Our Wednesday evening was spent discussing Quaker and Mennonite Research History and Heritage.

 William Penn a person of means brought many Quakers to the Colonies for the development of the
 land. William Penn as we know was from England and worked many deals with the Courts in England.
  Quakers a a religious entity that was a development from a split from previous religion's. They were
mostly found in England, some in other regions but not many. George Fox was the Founder of The Friends.

Sharing a url I used and a clipping regarding some famous Quakers in our past.
I am sure many will be surprised to hear James Dean was a Quaker, or Bonnie Raitt or Joan Baez.
Most of us knew James Michener was.

Most of the people in the group were familiar with Quakers but few had relatives yet found that were Quakers. Quakers were more strict in policy and procedure than Mennonites.

Notable Quakers: William Penn, Betsy Ross, Daniel Boone,  Thomas Paine,  Annie Oakley, Jane Addams, Susan B Anthony, Dolly Madison, James Fenimore Cooper, Walt Whitman, James Michener,
Hannah White Smith, Herbert Hoover, Richard Nixon, Julian Bond, James Dean, Ben Kinglsey, Joan Baez and Bonnie Raitt.

I think many will be surprised that some of the names above were Quaker.

The Quaker people helped develop Pennsylvania and carried their beliefs into their law making, land recordings, and development of the state.  They were a large presence in the community affecting many decisions in the early years.

Urls posted on bottom, for references.


The Mennonite also settled Pennsylvania, both are a form of Antibaptist movement.  One believed in Baptism after 18 the other one did not. But neither believed in Baptism as a small child or infant, the Church's requirements. ie today's Catholic Church.

The were started in Zurich, Switzerland by people unhappy with the Catholic Mass changes in 1525.
Debates were held with Zwingli.

Swiss Brethren, added a Catholic priest named Menno Simons. The movement changed from Antibaptist to Mennonite named for this priest.  1536. He served for 25 years until death.

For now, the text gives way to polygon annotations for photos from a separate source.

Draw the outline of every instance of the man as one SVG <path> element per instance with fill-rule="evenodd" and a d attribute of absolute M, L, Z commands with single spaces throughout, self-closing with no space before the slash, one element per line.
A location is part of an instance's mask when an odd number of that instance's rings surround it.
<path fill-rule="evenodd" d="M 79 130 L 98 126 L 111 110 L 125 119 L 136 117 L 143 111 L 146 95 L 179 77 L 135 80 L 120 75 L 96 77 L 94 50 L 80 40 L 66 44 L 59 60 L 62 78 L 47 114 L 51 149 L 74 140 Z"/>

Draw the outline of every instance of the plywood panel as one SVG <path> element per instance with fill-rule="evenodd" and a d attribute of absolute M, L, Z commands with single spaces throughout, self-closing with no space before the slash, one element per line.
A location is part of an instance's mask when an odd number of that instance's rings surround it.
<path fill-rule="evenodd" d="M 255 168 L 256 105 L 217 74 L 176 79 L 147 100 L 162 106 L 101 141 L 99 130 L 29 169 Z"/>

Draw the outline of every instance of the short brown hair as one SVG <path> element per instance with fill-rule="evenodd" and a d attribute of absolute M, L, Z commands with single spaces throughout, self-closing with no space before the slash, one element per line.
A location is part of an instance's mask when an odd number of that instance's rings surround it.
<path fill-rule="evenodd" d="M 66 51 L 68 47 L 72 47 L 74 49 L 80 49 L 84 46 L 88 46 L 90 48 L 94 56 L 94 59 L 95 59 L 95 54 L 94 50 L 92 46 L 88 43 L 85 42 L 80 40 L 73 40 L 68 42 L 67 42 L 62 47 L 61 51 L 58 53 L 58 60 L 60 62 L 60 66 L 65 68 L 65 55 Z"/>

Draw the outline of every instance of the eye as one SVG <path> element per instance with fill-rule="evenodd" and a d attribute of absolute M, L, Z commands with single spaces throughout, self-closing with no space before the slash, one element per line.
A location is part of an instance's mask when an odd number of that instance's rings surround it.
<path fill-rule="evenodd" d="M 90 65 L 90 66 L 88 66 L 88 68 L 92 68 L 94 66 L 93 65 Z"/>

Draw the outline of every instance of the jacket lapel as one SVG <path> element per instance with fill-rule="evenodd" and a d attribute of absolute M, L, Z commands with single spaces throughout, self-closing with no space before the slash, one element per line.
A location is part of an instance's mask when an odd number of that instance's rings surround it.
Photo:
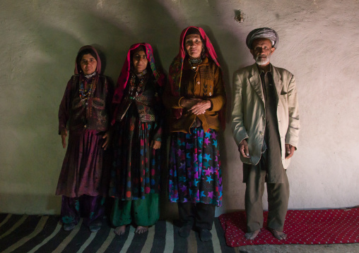
<path fill-rule="evenodd" d="M 249 72 L 248 79 L 258 97 L 259 97 L 263 103 L 264 103 L 264 96 L 263 95 L 263 89 L 261 88 L 261 81 L 258 67 L 256 63 L 253 64 L 251 67 L 251 71 Z"/>

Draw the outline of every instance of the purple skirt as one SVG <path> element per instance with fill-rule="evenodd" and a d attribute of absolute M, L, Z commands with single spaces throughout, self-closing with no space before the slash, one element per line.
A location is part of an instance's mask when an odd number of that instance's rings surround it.
<path fill-rule="evenodd" d="M 102 147 L 103 132 L 70 132 L 56 195 L 69 197 L 106 196 L 108 168 L 107 152 Z"/>

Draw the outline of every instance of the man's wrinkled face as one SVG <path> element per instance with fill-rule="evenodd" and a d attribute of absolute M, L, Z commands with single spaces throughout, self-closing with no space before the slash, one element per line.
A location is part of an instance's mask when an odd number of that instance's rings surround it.
<path fill-rule="evenodd" d="M 252 49 L 250 50 L 257 64 L 266 66 L 269 64 L 271 56 L 274 52 L 274 47 L 270 39 L 260 38 L 256 39 L 252 43 Z"/>

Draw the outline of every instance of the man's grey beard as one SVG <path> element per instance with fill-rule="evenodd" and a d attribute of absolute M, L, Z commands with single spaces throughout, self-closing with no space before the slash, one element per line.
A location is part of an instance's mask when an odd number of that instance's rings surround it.
<path fill-rule="evenodd" d="M 271 56 L 266 56 L 264 58 L 260 58 L 259 56 L 258 56 L 254 58 L 254 60 L 256 61 L 256 63 L 259 65 L 259 66 L 260 65 L 266 65 L 266 63 L 268 63 L 269 62 L 269 60 L 271 59 Z"/>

Another split happened in 1693 forming the Amish Church, which was named after Jakob Ammann, a Swiss Antibaptist.

Mennonites could serve in the wars in non combative situations. Wagon drivers. medical attention and non combative roles.

After Penn started bringing the Quakers the others followed suit and came to Pennsylvania, some in New Jersey and some in Virginia. Maryland was known as a Catholic region.

The groups kept splitting and adding and in 1847 a new district was created and in 1860 another.

1872 to 1901 more schisms 4 dominate groups.

Old Order Mennonites were in Indiana, Ohio, Ontario Canada, Lancaster Co. PA and Rockingham Virginia.

Russian Mennonites that came brought their wheat seed and migrated to Kansas, turning the state of affairs in Kansas into a positive by it becoming grain growing state..

Later the Quaker and Brethren banded together and created a new law to pass in the United States.
They had a strong aversion to violence and serving in the Wars we had.

The Quaker and Mennonites were the ones who got the Conscientious Objector Laws passed during World War 11, allowing them to serve in Civil Public Service camps instead of the military.

Mennonite and Quaker were brought together again when the General Conference and Old Order Mennonites voted to unite the two seminaries. In 2002, the two formally merged, becoming
Mennonite Church USA. The Canadian merger is called Mennonite Church Canada.

Quaker Oats is not an affiliate of the Quakers.
   —It was thought that they did adhere to the values of the Quakers when they made their oats so they could use the term.

Records can be found in many locations: Lancaster County Historical Society,  Mennonite Historical Society, Historical Society of the Cocalico Valley, (Ephrata). Reformed Church  Seminary, Fackenthall Library (Franklin & Marshall College), Vital Records Office, Court House and the various libraries within in the area.